It all started Saturday night, a time when no self-respecting plumber in the Americas will answer his 'emergency' phone. I went down to the basement to put in a load of laundry and noticed that the concrete floor under the washer was wet. We sometimes get a little water in that corner of the basement when it rains (and it had been), but something told me to open the door to the little bathroom that sits right next to our laundry area.
Tess was showering at the time; the waste pipe that runs from our washer to the main line was spurting some water out from under the cap. There's drainage in that area, so it wasn't too much of a mess yet, but I knew we had a problem.
"Houston," I said to Patrick when he walked through the door from some errands about a half hour later, "Come check this out." I turned on the tap to the slop sink so that he could see the mini-geyser-like action. He crouched down, hemmed and hawed, and talked man-talk to the pipe for a few minutes. I informed him that I'd already left a message for our regular plumber; we had some time to kill until we had to leave for dinner with our highly entertaining friends J&J, so we spent it leaving messages with other plumbers in the area. You know, just in case.
We kept hygiene activities to the barest minimum the next morning ("Take the shortest shower of your life," I admonished Christian as I shook him awake), and I knew that, between church and a luncheon at a friends' house, we'd be gone most of Sunday. I hoped that would mean we wouldn't have too much back-up to deal with, knowing that we wouldn't see a plumber until at least this morning.
We got home a little before Super Bowl kick-off time last night; our regular plumber had left a message (the only one who ever did), so I called him back on his cell phone right away. "Jack," I said, "I know you're just sitting down to watch the game, but please send somebody over first thing in the morning. You know we have five kids; you know how much flushing that entails." Maybe he sensed my panic, or maybe he was just eager to listen to Jordin Sparks sing "The Star-Spangled Banner." Either way, he hurriedly agreed; I rang off and got our game snacks ready using mostly disposable dishes.
I awoke at 5:30 this morning to a hideous burping sound. "It's the basement toilet," Patrick muttered into the dark. Christian, in his sleep-deprived haze (we had let the boys stay up for the whole exciting game), had forgotten our need to conserve and was taking a regular-length shower.
When Jack's son John arrived this morning at about 9:00, I led him to the little basement bathroom. I won't describe for you what met me when I opened the door, but remember my pregnancy-induced super-mega-bionic sense of smell and my overactive gag reflex.
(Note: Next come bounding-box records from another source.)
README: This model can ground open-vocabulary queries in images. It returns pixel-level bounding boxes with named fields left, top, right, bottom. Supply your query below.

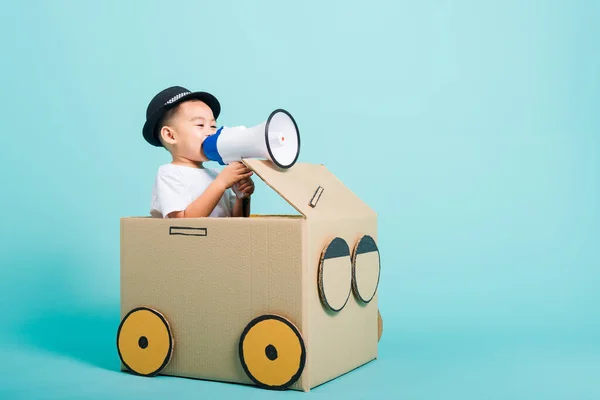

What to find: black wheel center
left=138, top=336, right=148, bottom=349
left=265, top=344, right=277, bottom=361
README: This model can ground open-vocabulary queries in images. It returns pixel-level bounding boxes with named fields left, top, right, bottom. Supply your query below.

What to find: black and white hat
left=142, top=86, right=221, bottom=147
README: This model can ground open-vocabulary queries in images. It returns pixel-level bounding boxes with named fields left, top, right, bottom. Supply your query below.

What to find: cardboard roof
left=244, top=159, right=376, bottom=219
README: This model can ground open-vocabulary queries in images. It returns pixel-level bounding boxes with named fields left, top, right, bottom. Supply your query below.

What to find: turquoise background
left=0, top=0, right=600, bottom=399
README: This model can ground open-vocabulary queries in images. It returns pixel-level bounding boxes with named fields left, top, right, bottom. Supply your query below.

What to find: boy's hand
left=215, top=161, right=252, bottom=189
left=236, top=178, right=254, bottom=197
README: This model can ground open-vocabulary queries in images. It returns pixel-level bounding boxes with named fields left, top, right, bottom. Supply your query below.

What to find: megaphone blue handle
left=202, top=127, right=225, bottom=165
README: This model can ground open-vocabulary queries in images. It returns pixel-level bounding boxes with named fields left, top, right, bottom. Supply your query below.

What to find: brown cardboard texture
left=117, top=160, right=381, bottom=391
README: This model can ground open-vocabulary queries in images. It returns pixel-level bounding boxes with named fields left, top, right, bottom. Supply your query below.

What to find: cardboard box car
left=117, top=160, right=381, bottom=391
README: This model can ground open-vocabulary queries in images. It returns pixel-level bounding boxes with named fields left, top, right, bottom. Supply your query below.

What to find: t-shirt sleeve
left=155, top=171, right=192, bottom=218
left=227, top=189, right=237, bottom=214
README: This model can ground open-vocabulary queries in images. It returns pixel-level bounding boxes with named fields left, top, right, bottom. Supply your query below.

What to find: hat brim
left=142, top=92, right=221, bottom=147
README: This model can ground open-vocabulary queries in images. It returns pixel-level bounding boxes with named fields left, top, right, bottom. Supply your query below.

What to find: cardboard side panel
left=121, top=218, right=308, bottom=390
left=305, top=217, right=378, bottom=388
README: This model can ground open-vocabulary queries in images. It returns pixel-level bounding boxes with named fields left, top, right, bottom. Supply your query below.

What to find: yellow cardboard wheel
left=239, top=315, right=306, bottom=390
left=117, top=307, right=173, bottom=376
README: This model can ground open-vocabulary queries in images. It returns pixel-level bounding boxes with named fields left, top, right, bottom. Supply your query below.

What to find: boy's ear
left=160, top=126, right=177, bottom=144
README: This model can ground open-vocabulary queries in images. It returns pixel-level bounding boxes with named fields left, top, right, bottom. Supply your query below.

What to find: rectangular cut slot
left=308, top=186, right=323, bottom=208
left=169, top=226, right=208, bottom=236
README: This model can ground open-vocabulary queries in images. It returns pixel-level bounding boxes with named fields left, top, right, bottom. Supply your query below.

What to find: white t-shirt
left=150, top=164, right=236, bottom=218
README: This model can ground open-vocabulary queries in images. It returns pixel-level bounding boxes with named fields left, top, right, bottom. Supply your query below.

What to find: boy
left=143, top=86, right=254, bottom=218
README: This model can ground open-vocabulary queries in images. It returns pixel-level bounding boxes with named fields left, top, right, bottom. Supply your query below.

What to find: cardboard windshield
left=243, top=159, right=375, bottom=219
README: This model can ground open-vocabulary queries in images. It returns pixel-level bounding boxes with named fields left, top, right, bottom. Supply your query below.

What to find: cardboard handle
left=169, top=226, right=208, bottom=236
left=308, top=186, right=325, bottom=208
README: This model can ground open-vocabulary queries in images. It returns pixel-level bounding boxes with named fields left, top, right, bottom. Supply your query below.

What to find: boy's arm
left=233, top=197, right=250, bottom=217
left=169, top=179, right=229, bottom=218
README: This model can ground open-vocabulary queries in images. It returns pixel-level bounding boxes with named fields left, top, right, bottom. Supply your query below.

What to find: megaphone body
left=202, top=109, right=300, bottom=169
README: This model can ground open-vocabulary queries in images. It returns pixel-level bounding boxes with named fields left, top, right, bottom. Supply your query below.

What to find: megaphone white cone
left=203, top=109, right=300, bottom=168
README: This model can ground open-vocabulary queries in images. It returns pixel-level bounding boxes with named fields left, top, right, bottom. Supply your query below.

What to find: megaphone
left=202, top=109, right=300, bottom=169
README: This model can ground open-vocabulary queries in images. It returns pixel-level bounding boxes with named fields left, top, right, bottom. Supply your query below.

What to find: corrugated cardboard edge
left=301, top=220, right=311, bottom=392
left=242, top=160, right=306, bottom=218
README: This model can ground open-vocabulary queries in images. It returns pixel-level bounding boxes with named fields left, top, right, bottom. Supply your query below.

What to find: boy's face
left=161, top=100, right=217, bottom=162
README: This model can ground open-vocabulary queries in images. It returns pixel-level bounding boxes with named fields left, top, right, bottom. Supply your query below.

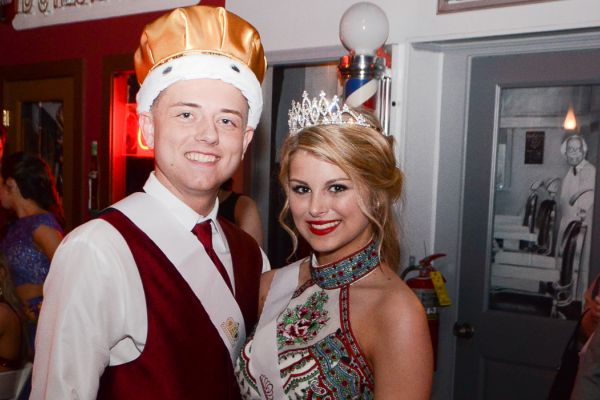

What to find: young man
left=31, top=6, right=268, bottom=399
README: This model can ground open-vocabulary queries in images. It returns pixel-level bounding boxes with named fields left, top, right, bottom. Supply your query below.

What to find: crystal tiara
left=288, top=90, right=372, bottom=135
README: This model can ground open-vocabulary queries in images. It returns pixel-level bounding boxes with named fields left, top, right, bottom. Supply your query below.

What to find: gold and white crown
left=288, top=90, right=371, bottom=135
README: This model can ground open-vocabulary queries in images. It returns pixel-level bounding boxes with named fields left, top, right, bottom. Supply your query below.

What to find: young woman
left=236, top=94, right=433, bottom=400
left=0, top=152, right=64, bottom=350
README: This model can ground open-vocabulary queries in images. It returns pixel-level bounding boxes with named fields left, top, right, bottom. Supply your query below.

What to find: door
left=454, top=51, right=600, bottom=400
left=3, top=78, right=82, bottom=229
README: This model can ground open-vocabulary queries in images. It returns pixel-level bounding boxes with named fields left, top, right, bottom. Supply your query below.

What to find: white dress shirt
left=30, top=173, right=270, bottom=400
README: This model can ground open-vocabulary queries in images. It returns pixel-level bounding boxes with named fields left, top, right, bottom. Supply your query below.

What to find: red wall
left=0, top=0, right=225, bottom=223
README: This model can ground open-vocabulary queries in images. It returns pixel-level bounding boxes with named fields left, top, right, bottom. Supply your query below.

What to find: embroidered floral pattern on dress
left=310, top=241, right=379, bottom=289
left=277, top=291, right=329, bottom=349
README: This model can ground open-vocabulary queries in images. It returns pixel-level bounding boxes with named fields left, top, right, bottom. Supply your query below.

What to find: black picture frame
left=525, top=131, right=546, bottom=164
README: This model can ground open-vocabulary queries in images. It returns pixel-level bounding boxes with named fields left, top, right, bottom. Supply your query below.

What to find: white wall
left=226, top=0, right=600, bottom=257
left=226, top=0, right=600, bottom=52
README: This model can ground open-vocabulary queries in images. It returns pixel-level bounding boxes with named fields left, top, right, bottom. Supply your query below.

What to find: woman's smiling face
left=287, top=150, right=372, bottom=264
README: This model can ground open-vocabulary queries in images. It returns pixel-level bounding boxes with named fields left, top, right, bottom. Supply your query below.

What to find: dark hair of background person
left=1, top=152, right=66, bottom=229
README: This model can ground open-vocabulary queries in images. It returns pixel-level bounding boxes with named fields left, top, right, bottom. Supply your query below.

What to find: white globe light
left=340, top=2, right=389, bottom=55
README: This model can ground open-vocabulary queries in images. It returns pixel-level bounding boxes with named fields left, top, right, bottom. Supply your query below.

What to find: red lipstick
left=306, top=220, right=340, bottom=236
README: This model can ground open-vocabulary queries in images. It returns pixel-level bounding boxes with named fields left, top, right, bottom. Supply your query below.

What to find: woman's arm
left=234, top=195, right=262, bottom=247
left=33, top=225, right=63, bottom=260
left=371, top=288, right=433, bottom=400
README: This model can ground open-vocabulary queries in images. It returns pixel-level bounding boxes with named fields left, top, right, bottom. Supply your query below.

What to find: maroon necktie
left=192, top=220, right=233, bottom=293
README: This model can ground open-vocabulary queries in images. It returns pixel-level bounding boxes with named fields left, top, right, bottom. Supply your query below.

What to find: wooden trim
left=437, top=0, right=557, bottom=14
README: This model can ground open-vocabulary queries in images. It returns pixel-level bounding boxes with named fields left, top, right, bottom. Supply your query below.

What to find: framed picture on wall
left=525, top=131, right=546, bottom=164
left=437, top=0, right=556, bottom=14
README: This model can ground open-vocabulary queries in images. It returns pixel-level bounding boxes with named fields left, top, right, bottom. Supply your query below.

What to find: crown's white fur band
left=137, top=54, right=263, bottom=128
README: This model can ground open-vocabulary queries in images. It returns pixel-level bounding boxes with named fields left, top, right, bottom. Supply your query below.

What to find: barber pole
left=338, top=2, right=391, bottom=134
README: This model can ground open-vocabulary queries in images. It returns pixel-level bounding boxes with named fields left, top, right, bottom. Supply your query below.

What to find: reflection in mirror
left=489, top=85, right=600, bottom=319
left=21, top=101, right=63, bottom=199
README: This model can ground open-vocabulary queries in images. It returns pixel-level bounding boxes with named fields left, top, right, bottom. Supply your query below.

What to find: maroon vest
left=98, top=210, right=262, bottom=400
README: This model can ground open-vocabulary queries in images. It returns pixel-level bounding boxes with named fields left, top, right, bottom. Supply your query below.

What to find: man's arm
left=31, top=221, right=138, bottom=400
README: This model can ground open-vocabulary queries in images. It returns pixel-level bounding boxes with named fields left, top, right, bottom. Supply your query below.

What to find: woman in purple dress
left=0, top=152, right=64, bottom=349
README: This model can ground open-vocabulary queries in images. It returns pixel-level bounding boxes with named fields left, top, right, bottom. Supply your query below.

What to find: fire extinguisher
left=400, top=253, right=450, bottom=369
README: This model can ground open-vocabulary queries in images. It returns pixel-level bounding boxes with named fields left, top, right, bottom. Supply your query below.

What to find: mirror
left=489, top=85, right=600, bottom=319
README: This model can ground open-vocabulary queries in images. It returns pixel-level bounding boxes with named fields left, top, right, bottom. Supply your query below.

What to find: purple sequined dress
left=0, top=214, right=62, bottom=286
left=0, top=213, right=63, bottom=354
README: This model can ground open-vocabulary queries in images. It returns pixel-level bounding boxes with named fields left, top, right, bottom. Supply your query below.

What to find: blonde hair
left=279, top=110, right=403, bottom=269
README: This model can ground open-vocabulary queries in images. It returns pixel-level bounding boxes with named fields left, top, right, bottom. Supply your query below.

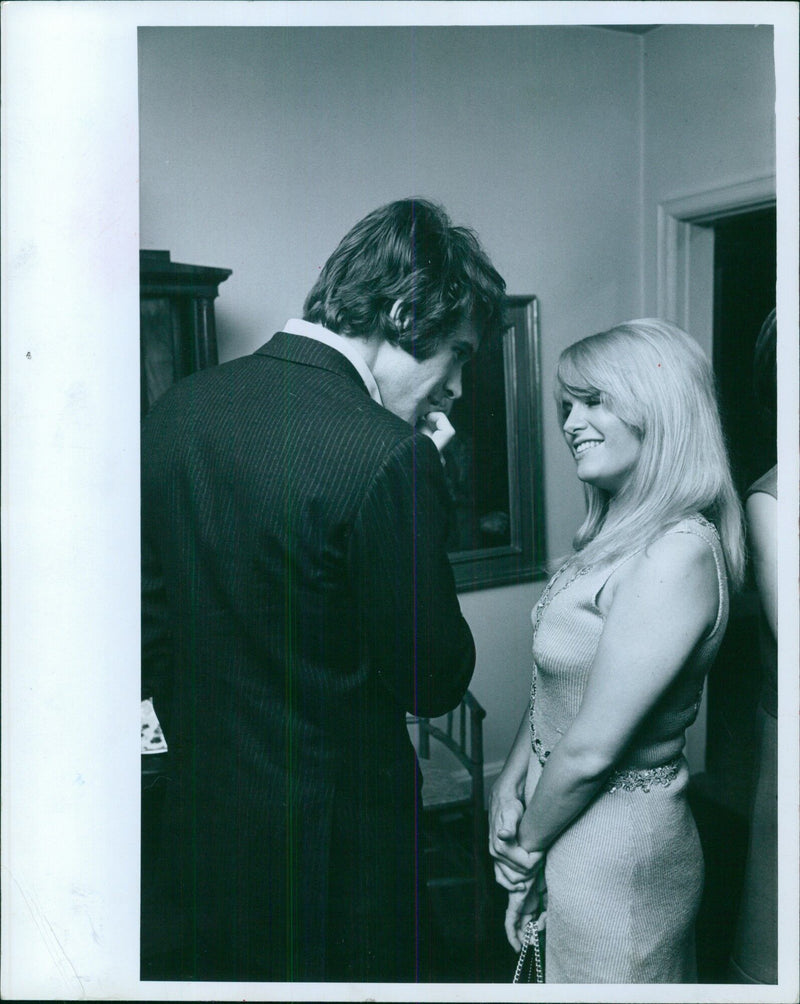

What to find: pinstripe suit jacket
left=142, top=332, right=475, bottom=980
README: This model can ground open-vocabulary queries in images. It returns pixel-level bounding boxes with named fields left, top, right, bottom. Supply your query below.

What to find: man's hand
left=489, top=790, right=543, bottom=892
left=417, top=412, right=456, bottom=453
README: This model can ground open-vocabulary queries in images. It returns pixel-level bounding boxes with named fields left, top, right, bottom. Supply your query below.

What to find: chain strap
left=514, top=921, right=544, bottom=983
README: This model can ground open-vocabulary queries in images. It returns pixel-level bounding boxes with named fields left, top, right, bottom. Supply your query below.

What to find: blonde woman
left=490, top=319, right=744, bottom=983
Breathing through my mouth, I walked back out and asked John to give me a minute. He, in turn, took one look at the room and said, "You'll need to call our 'rooter' subcontractor, Al. I don't have the equipment for this." He gave me the number and left quickly.
I called Al and got his angel wife on the phone. At first, she said Al's day was very full, but when I uttered the magic words "five kids" (and perhaps when she heard the desperation in my voice), she had a change of heart and was able to schedule us for an appointment at noon.
In the meantime, I put my normal routine on hold. No dishes (still left from Saturday); no laundry; no exercise, since I couldn't shower. No flushing (Daniel, a.k.a. "Mr. Fastidious," really didn't like that). I got caught up on some other tasks and waited.
Al was great. He arrived on time, brought in his fancy drain snake with attached camera (again: yerrrrch), and had the line cleared in about a half hour. I happily wrote him a large check, took his card (which I plan to laminate and put in a very safe place), and sent him on his way--after hearing what the clogging culprit was.
("They don't break down," Al said, waxing philosophical. "I've seen it time and time again. Once you flush one, it's the beginning of the end.")
Who flushed the wipes, and when? It is a puzzlement. Daniel has been potty-trained for a couple of months; I can't remember the last time we had the wipes box out. And I've always known that regular wipes aren't flushable; every box you buy says so in prominent typeface on the back.
And yet, and yet. The evidence was incontrovertible. (Though I should say that I take Al's testimony at face value; I didn't confirm his diagnosis with my own eyes.)
The crisis is over; all that remains is catching up on the laundry and kitchen maintenance. That, and somehow steeling myself--or providing enough incentive to someone else in the house--to take a bucket of water and some bleach down to the little bathroom to clean up the remaining detritus. Jove's nightgown: I can barely stand the thought.